Popcorn is smothered in a very easy to make pecan praline for some of the most addictive popcorn ever!


  • 8 cups popped popcorn (see note)

  • 3/4 cup packed light brown sugar

  • 6 tablespoons butter

  • 3 tablespoons light corn syrup

  • 1/2 teaspoon butter extract

  • 1/4 teaspoon baking soda

  • 1 cup pecan halves


  1. Preheat the oven to 300°F. Line a baking sheet with parchment paper or a silicone baking mat.

  2. Pour the popcorn into a large bowl and remove any unpopped kernels.

  3. Stir together the brown sugar, butter, and light corn syrup in a medium saucepan over medium heat. (Note: if you are using unsalted butter, you will want to add salt in step 4.) Stir until butter has melted and the mixture reaches a slow bubble. Stop stirring and allow the mixture to boil for 4 minutes.

  4. Remove from the heat immediately and stir in butter extract and baking soda. The mixture will bubble up a bit. Stir in salt, if using. Stir in the pecan halves.

  5. Pour the caramel-pecan mixture over the popcorn. Use a large rubber spatula to stir quickly but gently.

  6. Spread the popcorn evenly on the baking sheet. Bake for 10-15 minutes, 10 for chewy and 15 for crunchy. Let cool in the pan about 10 minutes before serving. Chewy popcorn should be eaten the day of. Crunchy will last up to 1 week in an airtight container.
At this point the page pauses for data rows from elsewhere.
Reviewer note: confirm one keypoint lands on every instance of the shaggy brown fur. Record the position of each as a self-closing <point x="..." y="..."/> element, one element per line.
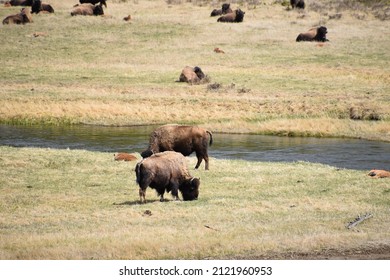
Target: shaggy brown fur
<point x="225" y="10"/>
<point x="314" y="34"/>
<point x="124" y="157"/>
<point x="166" y="171"/>
<point x="235" y="16"/>
<point x="23" y="17"/>
<point x="379" y="173"/>
<point x="191" y="75"/>
<point x="183" y="139"/>
<point x="87" y="10"/>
Popcorn notes: 1/2 cup popcorn kernels yeilds about 8 cups. Measure out 8 cups of popped corn for this recipe; you may have some left over. If you prefer to use microwave popcorn, you can, but get “light” or “less butter” so there is less flavor on the popcorn don’t salt the praline mixture.

Recipe from Party Popcorn by Ashton Epps Swank, 2014. Recipe reprinted with permission.